A Gathering of Poe Essays

Benjamin Franklin Fisher IV, editor. The University of Mississippi Studies in English (1982). New Series, Volume III Poe-Purri: Edgar Allan Poe Issue. The University of Mississippi, 1982. xii + 199 pp. $5.00.

The sixteen essays in this collection are so varied that they defy neat classification. Omitting the introduction, five are critical essays treating chiefly of Poe’s fiction, two are biographical, two suggest sources for Poe, either for theme or technique, three are appreciations of individual Poe scholars and critics, and the others deal respectively with Poe as critic, as influence, and as the subject of recent scholarly (and a few unscholarly) books. The essays range widely in merit, but collectively they testify to the current awareness of Poe as a writer of complexity, subtlety, and importance.

Richard P. Benton’s introductory essay, “Some Remarks on Poe and His Critics,” in addition to commenting on the contents of this volume, traces the development of Poe scholarship from the “pioneer phase,” during which much effort necessarily went into rehabilitating Poe’s reputation from the opprobrium brought upon it by Griswold’s malice, to the far more varied and sophisticated work currently being produced. From the scholarship of the last few decades a “new Poe” has emerged, one who is seen “not only as a masterly poet and story-teller but also as a thinker and visionary who could be witty as well as serious.” Benton comments briefly on the works of many current or recent Poe scholars and takes note of contributions to the understanding of Poe made by the Edgar Allan Poe Society, Poe Studies Association, and Poe Studies. In his conclusion Benton indicates some of the paths Poe criticism may take in the future and suggests areas in which furrher scholarly work is needed.

Richard Wilbur’s “Poe and the Art of Suggestion” takes sharp issue with those critics who are content to look for meaning only on the surface of Poe’s works, disregarding what Poe himself said about the “undercurrents of meaning” that may be present in imaginative writing. The inadequacy of a literalistic approach could hardly be more clearly shown than in Wilbur’s account here of the insights gained through his own venturings into the undercurrents of Poe’s poetry and fiction. Not only do possibilities for discoveries exist, Wilbur shows, but Poe invites the reader to explore them by suggesting that something other than the obvious may be going on in his writings. “Poe’s machinery of suggestion can be submerged and sly,” Wilbur believes, and it is often Poe’s use of “absurdity and [column 2:] self-contradiction” that at length lead the reflective reader to fuller understandings.
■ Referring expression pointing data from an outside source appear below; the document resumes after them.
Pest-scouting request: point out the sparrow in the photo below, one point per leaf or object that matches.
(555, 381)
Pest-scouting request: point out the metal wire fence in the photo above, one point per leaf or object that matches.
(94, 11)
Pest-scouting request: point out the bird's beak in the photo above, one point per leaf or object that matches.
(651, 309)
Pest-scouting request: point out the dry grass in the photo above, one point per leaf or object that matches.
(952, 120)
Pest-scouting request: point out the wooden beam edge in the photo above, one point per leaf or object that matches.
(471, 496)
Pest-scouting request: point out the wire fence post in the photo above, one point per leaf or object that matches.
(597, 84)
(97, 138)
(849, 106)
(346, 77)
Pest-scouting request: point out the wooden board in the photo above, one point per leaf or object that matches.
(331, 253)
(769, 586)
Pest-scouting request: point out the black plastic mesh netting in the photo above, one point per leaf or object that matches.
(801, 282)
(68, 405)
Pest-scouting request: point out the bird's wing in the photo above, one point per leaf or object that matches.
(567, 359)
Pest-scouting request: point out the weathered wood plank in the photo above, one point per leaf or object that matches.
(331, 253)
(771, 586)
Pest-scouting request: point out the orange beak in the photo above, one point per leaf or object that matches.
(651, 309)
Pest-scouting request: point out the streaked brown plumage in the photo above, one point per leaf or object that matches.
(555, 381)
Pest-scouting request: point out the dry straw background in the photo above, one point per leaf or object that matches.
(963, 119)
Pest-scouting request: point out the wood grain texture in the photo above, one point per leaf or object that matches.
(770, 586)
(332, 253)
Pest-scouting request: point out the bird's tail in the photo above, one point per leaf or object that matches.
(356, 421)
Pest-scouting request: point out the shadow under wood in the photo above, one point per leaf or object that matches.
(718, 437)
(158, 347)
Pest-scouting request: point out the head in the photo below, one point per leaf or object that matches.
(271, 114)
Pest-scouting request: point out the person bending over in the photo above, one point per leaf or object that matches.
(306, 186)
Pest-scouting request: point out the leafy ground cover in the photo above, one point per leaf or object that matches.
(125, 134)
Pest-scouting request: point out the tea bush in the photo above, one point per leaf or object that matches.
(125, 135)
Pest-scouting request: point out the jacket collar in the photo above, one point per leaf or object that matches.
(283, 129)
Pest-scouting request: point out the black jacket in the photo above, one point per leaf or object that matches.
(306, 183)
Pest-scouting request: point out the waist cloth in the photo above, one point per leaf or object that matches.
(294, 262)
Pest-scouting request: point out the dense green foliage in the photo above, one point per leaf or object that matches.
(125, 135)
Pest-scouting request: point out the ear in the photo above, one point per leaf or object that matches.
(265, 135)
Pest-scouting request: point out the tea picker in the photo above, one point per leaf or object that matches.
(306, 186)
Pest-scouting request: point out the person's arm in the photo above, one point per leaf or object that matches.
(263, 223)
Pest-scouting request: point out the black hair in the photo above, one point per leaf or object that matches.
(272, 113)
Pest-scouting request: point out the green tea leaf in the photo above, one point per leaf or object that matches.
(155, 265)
After years of reading “Israfel” in the conventional manner, for instance, Wilbur was struck by the fact that Israfel’s superior poetry is filled with passion, whereas Poe elsewhere wrote of passion as a degrading element in poetry. This discrepancy led finally to the perception that the “intact and harmonious” soul of Israfel enables him to deal with a full range of faculties — passion, duty, truth, and beauty — while the earthly poet, a “divided soul in a degraded environment,” lives with restraints unknown to Israfel. As Wilbur found by hearing echoes of Macbeth in “The Tell-Tale Heart” and of St. Paul in “Annabel Lee,” one work may throw revealing light on another. And large areas of fruitful speculation were opened up also by the narrator’s absurd comment in “The Murders in the Rue Morgue” that the phrase Je les ménageais has no English equivalent and by Dupin’s assertion that he knows what the Minister u is like when “nobody sees him.” Wilbur demonstrates that the reader who hurries by such apparent lapses in Poe may be squandering opportunities.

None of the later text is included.